The Right to Deunionize
Your right to quit the union -- or try to force it out altogether.
There are two basic ways to deunionize.
One way is to conduct a campaign among the members of your bargaining unit to get them to petition the NLRB to conduct a decertification election. You generally have to show the NLRB that at least 30% of the bargaining unit wants to get rid of the union before the NLRB will hold an election. If you are able to bring about an election, you will probably also have to campaign hard against the union for the votes of other members of the bargaining unit.

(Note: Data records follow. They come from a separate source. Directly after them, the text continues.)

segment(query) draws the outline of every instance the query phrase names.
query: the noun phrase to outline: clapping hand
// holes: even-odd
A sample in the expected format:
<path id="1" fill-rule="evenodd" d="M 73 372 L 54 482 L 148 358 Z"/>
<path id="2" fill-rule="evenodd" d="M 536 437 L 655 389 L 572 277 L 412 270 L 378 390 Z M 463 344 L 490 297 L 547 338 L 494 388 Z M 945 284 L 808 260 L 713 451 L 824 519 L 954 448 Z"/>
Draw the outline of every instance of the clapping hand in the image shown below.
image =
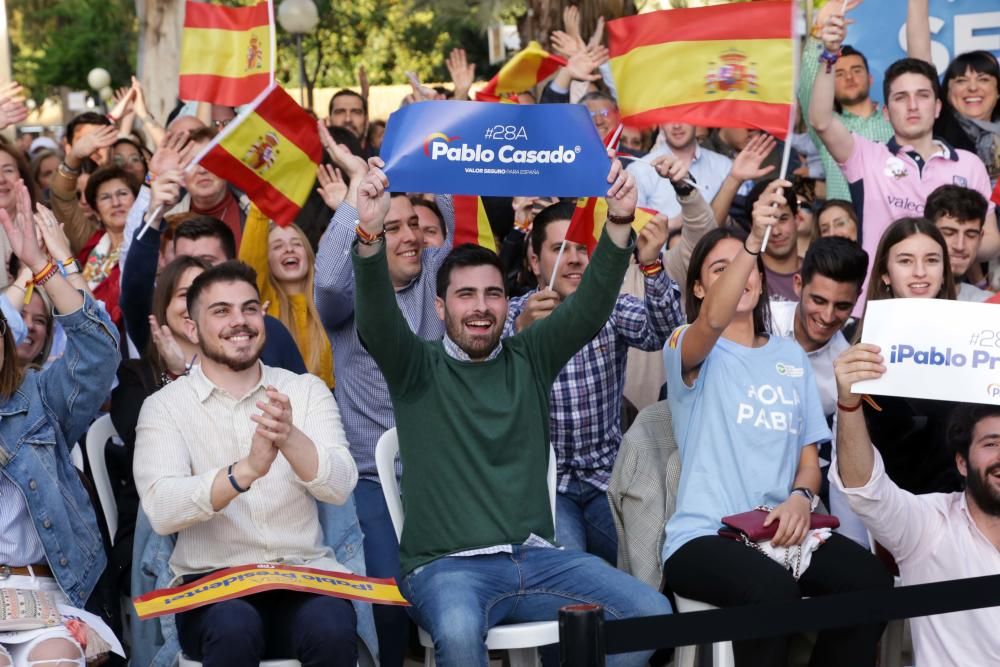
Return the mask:
<path id="1" fill-rule="evenodd" d="M 369 166 L 358 188 L 358 221 L 366 232 L 375 235 L 382 233 L 389 213 L 389 178 L 382 171 L 385 163 L 380 158 L 371 158 Z"/>
<path id="2" fill-rule="evenodd" d="M 154 176 L 172 170 L 183 171 L 191 163 L 198 148 L 197 144 L 188 141 L 186 131 L 167 132 L 149 160 L 149 171 Z"/>
<path id="3" fill-rule="evenodd" d="M 767 176 L 774 171 L 774 165 L 761 167 L 760 165 L 771 154 L 778 141 L 769 134 L 758 133 L 750 138 L 743 150 L 739 152 L 733 160 L 729 175 L 740 183 L 743 181 L 755 181 Z"/>
<path id="4" fill-rule="evenodd" d="M 767 188 L 754 202 L 751 217 L 753 228 L 750 236 L 746 240 L 746 248 L 750 252 L 757 253 L 764 243 L 768 228 L 778 222 L 781 215 L 780 207 L 788 203 L 785 199 L 784 188 L 790 188 L 792 184 L 783 179 L 775 179 L 768 183 Z"/>
<path id="5" fill-rule="evenodd" d="M 455 85 L 455 99 L 469 99 L 469 90 L 476 80 L 476 65 L 470 63 L 465 55 L 465 49 L 452 49 L 446 63 L 451 82 Z"/>
<path id="6" fill-rule="evenodd" d="M 69 152 L 77 160 L 83 161 L 102 149 L 110 148 L 117 139 L 118 128 L 114 125 L 102 125 L 77 138 Z"/>
<path id="7" fill-rule="evenodd" d="M 160 324 L 156 315 L 149 316 L 149 332 L 163 365 L 174 375 L 183 375 L 187 371 L 187 362 L 184 360 L 184 351 L 174 338 L 174 332 L 166 324 Z"/>
<path id="8" fill-rule="evenodd" d="M 611 184 L 607 194 L 608 215 L 618 218 L 634 215 L 639 201 L 635 179 L 622 167 L 621 160 L 615 157 L 614 149 L 608 149 L 608 157 L 611 158 L 611 170 L 608 172 L 608 183 Z"/>
<path id="9" fill-rule="evenodd" d="M 317 121 L 316 128 L 319 131 L 319 141 L 323 144 L 326 154 L 330 156 L 340 171 L 347 175 L 348 181 L 354 181 L 368 173 L 368 164 L 364 159 L 352 153 L 351 149 L 344 144 L 338 144 L 334 141 L 330 130 L 323 124 L 323 121 Z"/>
<path id="10" fill-rule="evenodd" d="M 17 81 L 0 85 L 0 130 L 28 117 L 24 90 Z"/>
<path id="11" fill-rule="evenodd" d="M 646 266 L 660 257 L 669 233 L 667 219 L 664 216 L 657 214 L 649 219 L 636 240 L 636 258 L 639 260 L 639 264 Z"/>
<path id="12" fill-rule="evenodd" d="M 323 203 L 331 210 L 336 211 L 337 207 L 343 203 L 344 198 L 347 197 L 348 190 L 347 183 L 340 175 L 340 169 L 328 164 L 321 164 L 316 169 L 316 180 L 319 181 L 316 192 L 323 199 Z"/>
<path id="13" fill-rule="evenodd" d="M 35 208 L 35 228 L 41 236 L 45 249 L 49 252 L 49 257 L 62 264 L 73 256 L 73 251 L 69 247 L 69 239 L 62 224 L 56 220 L 56 216 L 42 204 L 36 204 Z"/>
<path id="14" fill-rule="evenodd" d="M 0 209 L 0 224 L 7 233 L 13 253 L 32 273 L 38 273 L 45 268 L 47 259 L 38 243 L 31 212 L 31 195 L 21 179 L 14 182 L 14 201 L 14 217 L 11 218 L 5 209 Z"/>
<path id="15" fill-rule="evenodd" d="M 250 419 L 257 424 L 255 435 L 270 440 L 275 447 L 281 449 L 289 436 L 295 430 L 292 423 L 292 403 L 274 387 L 267 387 L 267 402 L 257 401 L 257 408 L 261 411 L 259 415 L 250 415 Z"/>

Another way to deunionize is simply to resign your individual membership. The courts have ruled that informing your employer that you want check-off deductions for union dues and fees stopped is not sufficient to quit a union; you must advise the union in writing of your decision to quit.
In right-to-work states, such a resignation leaves you free and clear of the union altogether—no membership, no dues, no fees. In other states, you may be required to continue paying fees and dues to your bargaining unit’s union if the contract there includes a union security agreement. See Right to Work, Union Shops, and Union Dues for more information.
The NLRA also prohibits unions from interfering with your right to reject or change union membership. Unions may not:
- restrain or coerce employees from exercising their rights under the NLRA; this includes the violence and threats of violence that some unions use against people who reject union membership
- cause or encourage an employer to discriminate against an employee or group of employees because of their deunionization activities
- interfere in any way with an employee’s right to freely express opinions on union membership
- fail or refuse to bargain in good faith with an employer on behalf of a bargaining unit that has designated the union as its bargaining agent, even if the union and the bargaining unit are at odds, or
- prevent you from going to work by using such tactics as mass picketing.